Your service is slow. You add Redis. It gets faster. Then Redis becomes the bottleneck -- every request still makes a network round-trip, serialization costs add up, and under load you start seeing latency spikes from connection pool contention.
Sound familiar? In this article, we'll build a two-tier cache layer in Go that combines a local in-memory cache with Redis, prevent cache stampedes using singleflight, and discuss the production considerations that separate a toy cache from a battle-tested one.
Why Not Just Redis?
Redis is excellent. But it's still a network hop away. For a typical service:
| Operation | Latency |
|---|---|
| Local memory read | ~50ns |
| Redis GET (same AZ) | ~0.5-1ms |
| PostgreSQL query | ~2-10ms |
That's a 10,000x difference between local memory and Redis. For hot keys that get read thousands of times per second, this matters.
A local cache also gives you:
- Zero network overhead -- no serialization, no TCP, no connection pools
- Resilience -- your service still responds if Redis goes down briefly
- Reduced Redis load -- fewer commands means lower Redis CPU and network usage
The tradeoff? Local caches are per-instance and can serve stale data. We'll address both.

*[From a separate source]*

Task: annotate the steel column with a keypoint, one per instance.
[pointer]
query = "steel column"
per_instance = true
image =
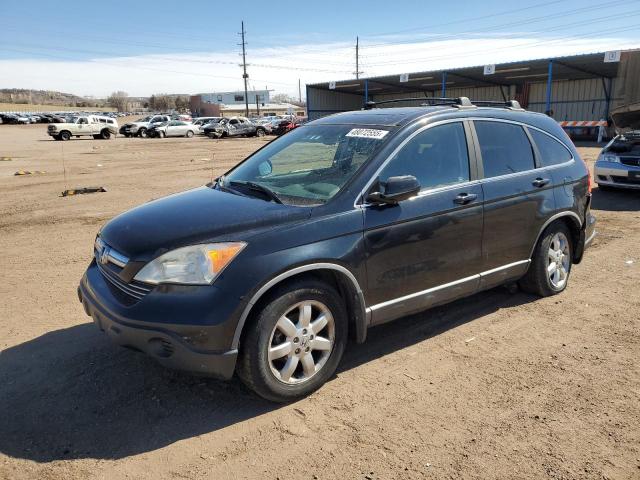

Tier 1: Local In-Memory Cache with TTL
Let's start with a simple but effective local cache. We'll use sync.Map for concurrent access and a background goroutine for TTL eviction.
package cache
import (
"sync"
"time"
)
type entry struct {
value any
expiresAt time.Time
}
type LocalCache struct {
data sync.Map
maxSize int
size int64
mu sync.Mutex // guards size
}
func NewLocalCache(maxSize int, evictInterval time.Duration) *LocalCache {
c := &LocalCache{maxSize: maxSize}
go c.evictLoop(evictInterval)
return c
}
func (c *LocalCache) Get(key string) (any, bool) {
raw, ok := c.data.Load(key)
if !ok {
return nil, false
}
e := raw.(*entry)
if time.Now().After(e.expiresAt) {
c.data.Delete(key)
c.decrSize()
return nil, false
}
return e.value, true
}
func (c *LocalCache) Set(key string, value any, ttl time.Duration) {
_, loaded := c.data.LoadOrStore(key, &entry{
value: value,
expiresAt: time.Now().Add(ttl),
})
if !loaded {
c.incrSize()
} else {
c.data.Store(key, &entry{
value: value,
expiresAt: time.Now().Add(ttl),
})
}
}
func (c *LocalCache) Delete(key string) {
if _, loaded := c.data.LoadAndDelete(key); loaded {
c.decrSize()
}
}
func (c *LocalCache) evictLoop(interval time.Duration) {
ticker := time.NewTicker(interval)
defer ticker.Stop()
for range ticker.C {
now := time.Now()
c.data.Range(func(key, value any) bool {
if now.After(value.(*entry).expiresAt) {
c.data.Delete(key)
c.decrSize()
}
return true
})
}
}
func (c *LocalCache) incrSize() { c.mu.Lock(); c.size++; c.mu.Unlock() }
func (c *LocalCache) decrSize() { c.mu.Lock(); c.size--; c.mu.Unlock() }
This gives us O(1) reads and writes with lazy + periodic expiration. The sync.Map is optimized for the read-heavy, write-light pattern that caches typically exhibit.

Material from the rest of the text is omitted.